J’ai quand même été très occupée jusqu’à fin avril par notre travail de sélection des longs métrages pour la Semaine de la Critique. L’équipe de la Semaine a poursuivi le processus de sélection jusqu’à son terme. Nous nous sommes adaptés, avons vu tous les films à la maison et nous réunissions pour échanger lors de rendez-vous via Zoom. Je trouve que c’est formidable d’avoir mené ce travail jusqu’au bout ! Cela nous a permis non seulement de poursuivre nos échanges passionnants sur les films, mais également de donner, à mon sens, un message de solidarité fort aux cinéastes, producteurs et diffuseurs qui nous font confiance. Il s’agissait de faire front collectivement – toute chose égale par ailleurs – à une situation difficile à laquelle nous sommes tous confrontés. Moi qui me définis souvent comme “film curator”, j’ai vraiment retrouvé ce que j’aime le plus dans mon métier : “prendre soin des films”.

Est-ce que vous avez lu, vu ou entendu des choses qui vous aident à penser la situation dans laquelle nous sommes ?

J’ai mesuré la chance que j’avais de voir des films quotidiennement. Je me suis rendue compte à quel point commencer la journée, aux premières lueurs de l’aube, par voir un film, est un luxe. Cela m’a permis, même en restant immobile, de voyager à travers le monde et de le penser/panser.

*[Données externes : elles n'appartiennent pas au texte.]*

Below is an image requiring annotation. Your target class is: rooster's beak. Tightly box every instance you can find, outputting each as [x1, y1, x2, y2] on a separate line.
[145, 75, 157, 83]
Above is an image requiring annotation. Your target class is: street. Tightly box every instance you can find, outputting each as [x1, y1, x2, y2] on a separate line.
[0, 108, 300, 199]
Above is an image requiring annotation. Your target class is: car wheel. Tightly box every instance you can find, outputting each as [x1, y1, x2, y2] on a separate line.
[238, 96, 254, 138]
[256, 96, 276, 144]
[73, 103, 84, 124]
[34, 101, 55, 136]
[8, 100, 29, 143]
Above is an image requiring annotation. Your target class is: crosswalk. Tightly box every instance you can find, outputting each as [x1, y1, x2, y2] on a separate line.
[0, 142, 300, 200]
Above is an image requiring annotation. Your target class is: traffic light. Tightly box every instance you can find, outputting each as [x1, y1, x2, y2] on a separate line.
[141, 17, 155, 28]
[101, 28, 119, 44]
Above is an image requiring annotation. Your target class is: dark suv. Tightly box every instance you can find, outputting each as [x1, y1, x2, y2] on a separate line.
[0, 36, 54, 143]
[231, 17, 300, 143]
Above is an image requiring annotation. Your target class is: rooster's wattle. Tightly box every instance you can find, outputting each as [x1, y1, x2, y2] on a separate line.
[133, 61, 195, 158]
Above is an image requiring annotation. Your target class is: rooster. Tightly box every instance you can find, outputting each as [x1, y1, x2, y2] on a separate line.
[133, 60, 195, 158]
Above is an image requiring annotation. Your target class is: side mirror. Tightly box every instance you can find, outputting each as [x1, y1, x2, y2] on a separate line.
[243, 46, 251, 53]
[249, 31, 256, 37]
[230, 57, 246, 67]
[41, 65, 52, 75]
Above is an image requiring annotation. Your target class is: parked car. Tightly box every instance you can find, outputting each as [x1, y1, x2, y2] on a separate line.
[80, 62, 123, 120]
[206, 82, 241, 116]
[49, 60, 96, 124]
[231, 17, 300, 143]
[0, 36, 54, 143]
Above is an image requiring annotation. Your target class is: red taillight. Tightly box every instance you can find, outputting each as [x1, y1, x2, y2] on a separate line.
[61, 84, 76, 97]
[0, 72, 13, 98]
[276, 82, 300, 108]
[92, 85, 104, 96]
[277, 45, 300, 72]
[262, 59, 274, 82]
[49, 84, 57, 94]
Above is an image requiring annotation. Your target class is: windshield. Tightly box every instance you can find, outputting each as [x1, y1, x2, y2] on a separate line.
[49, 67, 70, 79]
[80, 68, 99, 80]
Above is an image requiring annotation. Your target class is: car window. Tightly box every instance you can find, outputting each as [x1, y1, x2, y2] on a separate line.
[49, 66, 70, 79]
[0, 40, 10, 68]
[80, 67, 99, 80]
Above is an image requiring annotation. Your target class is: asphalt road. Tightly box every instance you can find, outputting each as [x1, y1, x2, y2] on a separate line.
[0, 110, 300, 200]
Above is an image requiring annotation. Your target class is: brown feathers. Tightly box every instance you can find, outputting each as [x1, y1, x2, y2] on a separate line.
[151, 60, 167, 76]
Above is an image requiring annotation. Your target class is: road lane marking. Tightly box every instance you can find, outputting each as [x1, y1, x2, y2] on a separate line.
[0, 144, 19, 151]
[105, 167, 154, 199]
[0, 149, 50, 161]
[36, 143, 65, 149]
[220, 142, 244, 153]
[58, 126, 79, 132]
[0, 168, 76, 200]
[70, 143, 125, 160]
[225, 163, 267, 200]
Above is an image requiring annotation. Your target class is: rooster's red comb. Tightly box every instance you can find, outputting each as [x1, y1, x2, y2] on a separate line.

J’en ai profité aussi pour faire des articles pour FrenchMania et pour une revue universitaire.

Et plus récemment, j’ai rejoint l’équipe de programmation du centre Yennenga, créé à l’initiative d’Alain Gomis à Dakar. Pendant le confinement, le centre a été pour beaucoup d’entre nous une source de réjouissance en diffusant des films de patrimoine (Touki Bouji, Hyènes ou encore Parlons Grand-mère de Djibril Diop Mambety par exemple) et contemporains africains (Atalaku de Dieudo Hamadi, Bla cinima de Lamine Ammar-Khodjia, Wanted de Ali Essafi…). C’est une initiative à laquelle je suis très heureuse de prendre part.

Si le cinéma et les différentes professions qui le composent sont dans la nécessité de se réinventer à l’issue de cette crise, à quoi pensez-vous qu’il faille être particulièrement attentif ? En quoi placez-vous vos espoirs ?

Ma crainte est que ce soit encore, comme c’est toujours le cas, les plus fragiles qui trinquent. Or on sait bien que beaucoup de gestes cinématographiques qui nous touchent, nous soulèvent, nous questionnent, sont des productions fragiles. À mon sens, il y a / aura un désir de cinéma encore plus fort et nous devons nous unir pour garantir la diversité du cinéma en France, la pluralité des propositions. Je pense qu’il faut davantage ouvrir, oui, c’est cela, ouvrir toujours plus les possibles pour que des nouveaux talents émergent là où on ne les attend pas. Ensemble, on est plus forts !

Vous arrive-t-il d’imaginer à quoi pourrait ressembler un film post-Covid 19 ?

Je ne sais pas si cela produira une esthétique particulière, je ne pense pas, mais j’imagine en revanche que cette situation en partage avec le monde entier va inspirer de nombreux cinéastes. Et je crois au pouvoir des cinéastes et du cinéma pour inventer le monde d’aujourd’hui et de demain car “Ce que tu perçois de la beauté du monde, t’engage dans ton lieu. Ce que tu perçois de la beauté menacée du monde, donne direction à ton geste et à ta voix” – Édouard Glissant.


Chaque illustration des articles des Chroniques du cinéma confiné est choisie et envoyée par l’intervenant lui-même.